Food and Drug Administration 9200 Corporate Boulevard Rockville MD 20850
NOV - 5 2003
Mr. Curtis LeBleu President ConnexMD, Inc. 8536 18th Ave. NW SEATTLE WA 98117 Re: K033093
Trade/Device Name: EchoConnex Communicator Regulation Number: 21 CFR 892.2050 Regulation Name: Picture archiving and communications system Regulatory Class: II
Product Code: 90 LLZ Dated: September 26, 2003 Received: September 29, 2003
Dear Mr.
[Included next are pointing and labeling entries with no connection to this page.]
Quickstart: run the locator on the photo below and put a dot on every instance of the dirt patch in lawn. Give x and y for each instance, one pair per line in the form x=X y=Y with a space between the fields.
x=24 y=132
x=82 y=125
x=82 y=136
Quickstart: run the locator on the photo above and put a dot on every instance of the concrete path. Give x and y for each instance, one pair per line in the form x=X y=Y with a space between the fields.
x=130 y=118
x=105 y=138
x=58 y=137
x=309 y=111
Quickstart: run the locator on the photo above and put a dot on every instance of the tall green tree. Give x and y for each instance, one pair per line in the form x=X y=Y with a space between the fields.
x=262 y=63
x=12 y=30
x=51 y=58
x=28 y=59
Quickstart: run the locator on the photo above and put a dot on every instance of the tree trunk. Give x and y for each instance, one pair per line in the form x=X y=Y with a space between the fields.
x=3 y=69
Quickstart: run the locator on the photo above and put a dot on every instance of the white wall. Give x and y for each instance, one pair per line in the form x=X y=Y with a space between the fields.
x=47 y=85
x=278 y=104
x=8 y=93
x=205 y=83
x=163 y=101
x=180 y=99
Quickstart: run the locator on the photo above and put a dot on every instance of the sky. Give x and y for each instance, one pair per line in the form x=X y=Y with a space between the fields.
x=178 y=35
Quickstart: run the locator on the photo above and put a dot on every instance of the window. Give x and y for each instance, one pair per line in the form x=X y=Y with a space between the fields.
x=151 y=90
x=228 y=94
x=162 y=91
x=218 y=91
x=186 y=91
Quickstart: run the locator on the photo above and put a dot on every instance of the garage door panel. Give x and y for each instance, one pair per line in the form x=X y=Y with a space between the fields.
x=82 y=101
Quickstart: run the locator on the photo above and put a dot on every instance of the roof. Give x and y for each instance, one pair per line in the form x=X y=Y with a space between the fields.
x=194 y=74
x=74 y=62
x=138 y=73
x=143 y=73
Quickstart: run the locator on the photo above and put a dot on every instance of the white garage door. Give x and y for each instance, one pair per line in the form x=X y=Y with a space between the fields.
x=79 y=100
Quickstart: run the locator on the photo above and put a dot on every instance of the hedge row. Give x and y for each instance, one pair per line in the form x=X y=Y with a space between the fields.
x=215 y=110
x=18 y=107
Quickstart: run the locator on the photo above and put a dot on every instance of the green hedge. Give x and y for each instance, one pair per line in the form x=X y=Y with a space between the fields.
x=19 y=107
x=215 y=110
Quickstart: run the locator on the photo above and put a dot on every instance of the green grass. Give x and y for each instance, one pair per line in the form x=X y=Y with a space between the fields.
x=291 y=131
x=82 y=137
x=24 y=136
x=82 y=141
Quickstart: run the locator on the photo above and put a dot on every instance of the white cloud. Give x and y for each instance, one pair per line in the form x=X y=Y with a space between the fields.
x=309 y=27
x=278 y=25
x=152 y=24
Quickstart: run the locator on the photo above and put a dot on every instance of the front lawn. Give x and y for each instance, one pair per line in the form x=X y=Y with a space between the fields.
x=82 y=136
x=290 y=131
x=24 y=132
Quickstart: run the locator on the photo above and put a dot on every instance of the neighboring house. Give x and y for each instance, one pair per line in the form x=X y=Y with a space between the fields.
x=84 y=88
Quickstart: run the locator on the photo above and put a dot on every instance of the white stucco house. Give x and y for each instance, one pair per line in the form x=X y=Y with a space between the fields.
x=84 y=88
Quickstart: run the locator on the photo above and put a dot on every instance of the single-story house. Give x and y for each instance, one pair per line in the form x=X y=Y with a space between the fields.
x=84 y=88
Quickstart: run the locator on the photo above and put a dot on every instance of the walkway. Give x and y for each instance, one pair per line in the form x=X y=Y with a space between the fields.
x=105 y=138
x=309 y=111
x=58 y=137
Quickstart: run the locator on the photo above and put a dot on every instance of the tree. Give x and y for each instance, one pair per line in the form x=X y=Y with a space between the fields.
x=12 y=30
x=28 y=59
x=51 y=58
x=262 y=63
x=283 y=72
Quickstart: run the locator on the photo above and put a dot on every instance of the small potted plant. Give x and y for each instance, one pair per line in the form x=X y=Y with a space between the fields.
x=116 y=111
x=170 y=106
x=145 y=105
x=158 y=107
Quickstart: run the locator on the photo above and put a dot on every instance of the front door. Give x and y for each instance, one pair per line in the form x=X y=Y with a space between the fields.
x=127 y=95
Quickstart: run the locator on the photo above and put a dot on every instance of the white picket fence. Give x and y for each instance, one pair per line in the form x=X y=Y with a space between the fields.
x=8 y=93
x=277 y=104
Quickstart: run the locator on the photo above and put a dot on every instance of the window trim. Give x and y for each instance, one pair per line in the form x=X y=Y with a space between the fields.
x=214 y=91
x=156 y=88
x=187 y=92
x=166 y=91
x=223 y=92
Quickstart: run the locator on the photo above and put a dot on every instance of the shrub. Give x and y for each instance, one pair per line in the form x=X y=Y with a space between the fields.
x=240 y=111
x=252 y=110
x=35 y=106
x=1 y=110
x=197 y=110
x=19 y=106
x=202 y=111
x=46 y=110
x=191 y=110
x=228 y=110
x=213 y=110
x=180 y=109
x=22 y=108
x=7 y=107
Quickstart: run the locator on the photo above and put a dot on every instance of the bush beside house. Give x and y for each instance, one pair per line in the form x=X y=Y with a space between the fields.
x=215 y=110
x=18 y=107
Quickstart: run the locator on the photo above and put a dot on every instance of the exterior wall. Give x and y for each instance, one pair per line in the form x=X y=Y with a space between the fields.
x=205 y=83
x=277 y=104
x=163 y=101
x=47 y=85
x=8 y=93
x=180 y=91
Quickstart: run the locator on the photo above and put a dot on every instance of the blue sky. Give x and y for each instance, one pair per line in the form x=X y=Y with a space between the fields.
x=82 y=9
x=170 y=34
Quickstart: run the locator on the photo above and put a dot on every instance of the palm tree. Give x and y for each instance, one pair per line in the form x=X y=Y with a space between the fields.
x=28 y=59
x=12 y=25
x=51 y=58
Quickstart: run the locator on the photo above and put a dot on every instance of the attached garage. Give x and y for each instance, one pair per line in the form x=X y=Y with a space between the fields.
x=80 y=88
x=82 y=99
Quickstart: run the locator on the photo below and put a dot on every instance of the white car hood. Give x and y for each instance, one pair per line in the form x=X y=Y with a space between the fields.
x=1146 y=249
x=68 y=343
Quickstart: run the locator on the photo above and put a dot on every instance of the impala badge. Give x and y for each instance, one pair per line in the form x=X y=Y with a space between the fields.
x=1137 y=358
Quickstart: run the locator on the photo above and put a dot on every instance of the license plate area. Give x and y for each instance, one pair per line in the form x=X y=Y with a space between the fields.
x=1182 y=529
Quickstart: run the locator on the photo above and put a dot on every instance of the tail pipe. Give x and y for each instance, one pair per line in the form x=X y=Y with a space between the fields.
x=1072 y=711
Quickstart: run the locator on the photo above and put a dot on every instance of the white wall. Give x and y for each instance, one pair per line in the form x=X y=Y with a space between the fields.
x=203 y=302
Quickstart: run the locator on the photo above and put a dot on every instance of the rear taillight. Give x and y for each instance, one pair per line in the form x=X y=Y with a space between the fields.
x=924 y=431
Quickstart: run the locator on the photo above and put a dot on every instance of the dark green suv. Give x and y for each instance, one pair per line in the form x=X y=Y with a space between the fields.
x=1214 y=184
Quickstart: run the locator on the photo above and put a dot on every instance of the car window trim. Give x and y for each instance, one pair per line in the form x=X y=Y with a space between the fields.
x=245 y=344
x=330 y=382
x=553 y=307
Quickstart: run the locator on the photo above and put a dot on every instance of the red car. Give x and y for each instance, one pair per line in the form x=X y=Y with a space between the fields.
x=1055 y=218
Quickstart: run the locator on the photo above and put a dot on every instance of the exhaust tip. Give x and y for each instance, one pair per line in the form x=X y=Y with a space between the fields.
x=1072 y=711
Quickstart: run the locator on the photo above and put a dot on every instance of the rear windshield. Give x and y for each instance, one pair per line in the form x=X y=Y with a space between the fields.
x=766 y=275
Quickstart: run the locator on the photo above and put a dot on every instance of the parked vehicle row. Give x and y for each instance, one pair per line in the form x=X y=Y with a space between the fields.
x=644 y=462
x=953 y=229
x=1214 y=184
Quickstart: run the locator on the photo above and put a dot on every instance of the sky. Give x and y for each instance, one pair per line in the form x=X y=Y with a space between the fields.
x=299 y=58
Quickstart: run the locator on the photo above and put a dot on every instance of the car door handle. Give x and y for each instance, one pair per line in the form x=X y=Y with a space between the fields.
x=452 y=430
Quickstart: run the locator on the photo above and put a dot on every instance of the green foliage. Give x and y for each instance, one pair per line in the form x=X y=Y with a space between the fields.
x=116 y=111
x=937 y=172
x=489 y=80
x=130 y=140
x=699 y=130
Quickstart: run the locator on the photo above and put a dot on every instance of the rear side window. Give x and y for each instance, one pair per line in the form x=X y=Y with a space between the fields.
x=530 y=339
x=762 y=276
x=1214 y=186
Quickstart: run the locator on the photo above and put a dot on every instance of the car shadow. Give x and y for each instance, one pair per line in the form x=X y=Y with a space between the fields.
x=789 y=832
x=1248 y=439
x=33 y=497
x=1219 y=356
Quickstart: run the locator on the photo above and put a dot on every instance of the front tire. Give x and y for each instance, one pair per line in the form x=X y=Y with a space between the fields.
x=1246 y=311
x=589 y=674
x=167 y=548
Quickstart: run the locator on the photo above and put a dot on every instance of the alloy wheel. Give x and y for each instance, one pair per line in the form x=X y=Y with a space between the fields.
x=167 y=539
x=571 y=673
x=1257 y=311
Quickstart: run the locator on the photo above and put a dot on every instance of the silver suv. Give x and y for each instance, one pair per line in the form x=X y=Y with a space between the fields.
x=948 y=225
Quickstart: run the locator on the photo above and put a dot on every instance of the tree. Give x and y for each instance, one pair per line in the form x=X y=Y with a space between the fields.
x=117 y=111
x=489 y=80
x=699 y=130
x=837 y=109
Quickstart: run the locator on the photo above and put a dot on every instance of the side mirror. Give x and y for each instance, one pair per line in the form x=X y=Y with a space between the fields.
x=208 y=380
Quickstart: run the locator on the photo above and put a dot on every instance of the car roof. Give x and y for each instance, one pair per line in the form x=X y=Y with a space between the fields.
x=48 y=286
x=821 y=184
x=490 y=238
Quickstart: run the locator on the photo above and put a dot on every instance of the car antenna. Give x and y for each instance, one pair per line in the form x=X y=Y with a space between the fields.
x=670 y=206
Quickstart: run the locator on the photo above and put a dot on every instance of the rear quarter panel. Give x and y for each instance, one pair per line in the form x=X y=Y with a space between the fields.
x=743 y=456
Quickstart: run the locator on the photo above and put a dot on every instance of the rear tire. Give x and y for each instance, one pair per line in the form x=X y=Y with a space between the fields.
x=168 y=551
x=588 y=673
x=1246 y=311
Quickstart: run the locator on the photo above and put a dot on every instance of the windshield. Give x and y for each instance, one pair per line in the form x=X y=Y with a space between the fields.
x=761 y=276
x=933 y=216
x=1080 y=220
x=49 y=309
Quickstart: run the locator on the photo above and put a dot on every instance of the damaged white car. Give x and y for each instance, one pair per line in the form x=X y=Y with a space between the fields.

LeBleu:
We have reviewed your Section 510(k) premarket notification of intent to market the device referenced above and have determined the device is substantially equivalent (for the indications for use stated in the enclosure) to legally marketed predicate devices marketed in interstate commerce prior to May 28, 1976, the enactment date of the Medical Device Amendments, or to devices that have been reclassified in accordance with the provisions of the Federal Food, Drug, and Cosmetic Act (Act) that do not require approval of a premarket approval application (PMA). You may, therefore, market the device, subject to the general controls provisions of the Act. The general controls provisions of the Act include requirements for annual registration, listing of devices, good manufacturing practice, labeling, and prohibitions against misbranding and adulteration.
If your device is classified (see above) into either class II (Special Controls) or class III (PMA), it may be subject to such additional controls. Existing major regulations affecting your device can be found in the Code of Federal Regulations, Title 21, Parts 800 to 898. In addition, FDA may publish further announcements concerning your device in the Federal Register.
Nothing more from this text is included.